Il aurait pourtant dû se méfier d’elle. Son côté lymphatique, timide, mélancolique donnait bien le change. Elle pouvait facilement laisser croire qu’elle acceptait d’être manipulée. Mais, finalement, c’était elle qui menait la danse.

Un instant, il fut tenté par la violence. La frapper ? On ne cogne volontiers que ce que l’on craint. Question satisfaction, pas de doute, il aurait aimé. Mais le résultat ? Il la regarda, pelotonnée sur sa chaise, indestructiblement fragile. Cette fille avait traversé des déserts de mélancolie et d’abandon, sans doute. Mais maintenant, elle avait cette lueur ironique dans les yeux. Elle semblait bouillonner intérieurement. Par moments, elle riait sans cause. Elle était méconnaissable. Ou plutôt, Jonathan reconnaissait une période ancienne, celle où ils s’étaient connus. Et qui s’était plutôt mal terminée.

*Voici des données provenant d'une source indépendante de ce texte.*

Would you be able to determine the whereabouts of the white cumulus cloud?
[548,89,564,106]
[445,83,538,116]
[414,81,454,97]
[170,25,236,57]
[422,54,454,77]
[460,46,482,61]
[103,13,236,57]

Il se leva et saisit son casque.

— C’est ton dernier mot ?

La question était stupide, mais elle préparait une sortie honorable. Juliette jeta comme une aumône un « oui » charitable.

Jonathan ferma sa veste d’un geste énergique et traversa la pièce. Puis, en tentant de reconstruire un sourire blasé, il déclara :

— Tout ça était prévu aussi, crois-moi. Le cas a été envisagé. Il y a des réponses prêtes, tu vas vite t’en rendre compte.

Mais cette remarque, propre à rassurer sur la clairvoyance des fameux « commanditaires », s’adressait surtout à lui-même.

Il fit avec deux doigts un petit signe d’au revoir et quitta la pièce d’un pas chaloupé.

Juliette attendit que la moto se soit éloignée pour fermer la fenêtre. Une belle nuit s’annonçait, venteuse et sombre, sans lune, sans fantômes.